O Charme Estrutural Brasileiro Atrativo para Investidores

O argumento a favor do Brasil reside em sua lógica estrutural. Sendo um relevante exportador de petróleo, o país tem um impacto indireto das tensões globais, filtrado principalmente pela política monetária e inflação, diferentemente de outras economias que sofrem com choques diretos de abastecimento.

“Esse charme que a gente tinha no início do movimento não perdeu”, afirma Linhares. A proximidade de eleições presidenciais em países como Colômbia, Peru e Brasil também adiciona um potencial catalisador político para os próximos meses, aumentando o interesse dos gestores.

Private Credit Global Sob o Olhar Crítico da Inteligência Artificial

Enquanto a guerra consome o noticiário, um segundo risco, o do private credit global, segue em segundo plano, mas não é ignorado pelos gestores. O mercado acumulou apostas bilionárias em dívidas de empresas de tecnologia privadas.

O avanço rápido da inteligência artificial (IA) representa um desafio, pois pode destruir modelos de negócios construídos ao longo de anos em questão de meses. Isso levanta dúvidas sobre a atualização dos valuations que embasaram essas apostas de private credit.

Dados apresentados por Andrew Reider, sócio e gestor do WHG Long Biased, ilustram essa disrupção. Ele citou o exemplo da Lyft, que, após investir em software interno, já está economizando milhões de dólares por mês graças à IA, impactando diretamente fornecedores de tecnologia.
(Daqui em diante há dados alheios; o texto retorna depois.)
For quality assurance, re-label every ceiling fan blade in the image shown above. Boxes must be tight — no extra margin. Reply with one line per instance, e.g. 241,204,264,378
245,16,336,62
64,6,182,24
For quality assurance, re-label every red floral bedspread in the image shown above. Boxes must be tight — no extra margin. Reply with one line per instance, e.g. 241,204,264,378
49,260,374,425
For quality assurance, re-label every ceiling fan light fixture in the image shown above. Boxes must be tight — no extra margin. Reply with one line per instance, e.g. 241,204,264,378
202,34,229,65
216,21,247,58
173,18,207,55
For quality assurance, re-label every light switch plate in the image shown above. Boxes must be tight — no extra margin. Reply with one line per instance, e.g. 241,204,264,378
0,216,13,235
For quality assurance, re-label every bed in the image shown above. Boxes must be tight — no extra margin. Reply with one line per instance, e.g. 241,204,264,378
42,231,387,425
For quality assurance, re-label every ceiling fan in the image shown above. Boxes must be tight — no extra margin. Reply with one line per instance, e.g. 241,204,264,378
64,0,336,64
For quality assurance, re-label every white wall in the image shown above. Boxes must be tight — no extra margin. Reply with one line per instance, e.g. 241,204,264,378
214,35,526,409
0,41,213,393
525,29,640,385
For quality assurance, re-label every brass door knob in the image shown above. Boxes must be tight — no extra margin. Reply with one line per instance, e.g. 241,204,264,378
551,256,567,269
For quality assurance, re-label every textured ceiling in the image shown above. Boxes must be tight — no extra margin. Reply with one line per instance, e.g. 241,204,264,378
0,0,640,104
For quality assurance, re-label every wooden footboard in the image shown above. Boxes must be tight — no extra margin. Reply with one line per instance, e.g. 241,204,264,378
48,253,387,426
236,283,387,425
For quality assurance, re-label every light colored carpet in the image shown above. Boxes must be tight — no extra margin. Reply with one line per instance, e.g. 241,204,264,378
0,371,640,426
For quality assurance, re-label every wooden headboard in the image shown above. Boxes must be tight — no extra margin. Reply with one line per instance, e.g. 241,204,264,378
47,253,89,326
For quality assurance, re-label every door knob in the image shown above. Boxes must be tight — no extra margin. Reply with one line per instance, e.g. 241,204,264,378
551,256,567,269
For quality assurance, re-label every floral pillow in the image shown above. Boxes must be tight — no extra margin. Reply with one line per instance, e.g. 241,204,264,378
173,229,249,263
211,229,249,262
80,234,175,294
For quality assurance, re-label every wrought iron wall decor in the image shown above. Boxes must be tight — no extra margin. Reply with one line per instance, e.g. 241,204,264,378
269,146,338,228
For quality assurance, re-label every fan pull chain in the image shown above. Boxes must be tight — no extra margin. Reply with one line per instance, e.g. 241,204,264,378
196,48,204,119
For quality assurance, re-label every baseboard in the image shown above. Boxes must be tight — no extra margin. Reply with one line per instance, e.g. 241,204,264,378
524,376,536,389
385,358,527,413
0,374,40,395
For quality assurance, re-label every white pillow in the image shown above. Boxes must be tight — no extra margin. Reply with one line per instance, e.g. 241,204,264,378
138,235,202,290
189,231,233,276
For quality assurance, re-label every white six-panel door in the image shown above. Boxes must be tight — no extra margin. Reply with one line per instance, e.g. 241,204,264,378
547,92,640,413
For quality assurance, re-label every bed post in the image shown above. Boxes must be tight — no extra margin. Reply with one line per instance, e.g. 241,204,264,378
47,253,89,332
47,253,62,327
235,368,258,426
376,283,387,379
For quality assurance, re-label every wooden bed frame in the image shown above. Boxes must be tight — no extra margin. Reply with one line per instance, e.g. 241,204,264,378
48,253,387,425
Jamie Dimon, CEO do JPMorgan, comparou o cenário atual do private credit ao período de 2005-2007, às vésperas do colapso do subprime, gerando apreensão no mercado. “Começa a deixar a turma nervosa”, admitiu Collazo.

O Pêndulo do Mercado: Oportunidades e Desafios na Era da IA

Apesar dos riscos, Reider pondera que o mercado já mira o médio prazo. A temporada de resultados que se aproxima pode trazer surpresas positivas, com empresas apresentando margens expandidas pela IA e um ciclo de eficiência em curso. “Toda empresa tinha que falar de IA no call de resultado para a ação subir. Agora vai ter que mostrar corte de custo e eficiência de verdade”, comentou.

O mercado, descrito pelos gestores, opera como um pêndulo, oscilando entre conflitos e negociações, destruição e ganho de valor, pânico e alívio. “Quando você está muito focado num tema, é hora de dar um passo para trás e tentar ser mais objetivo”, aconselha Reider.

A chave para os investidores é antecipar esses movimentos. “O pêndulo vai voltar para o outro lado”, concluiu Reider, ressaltando o desafio de estar posicionado para capitalizar essas mudanças.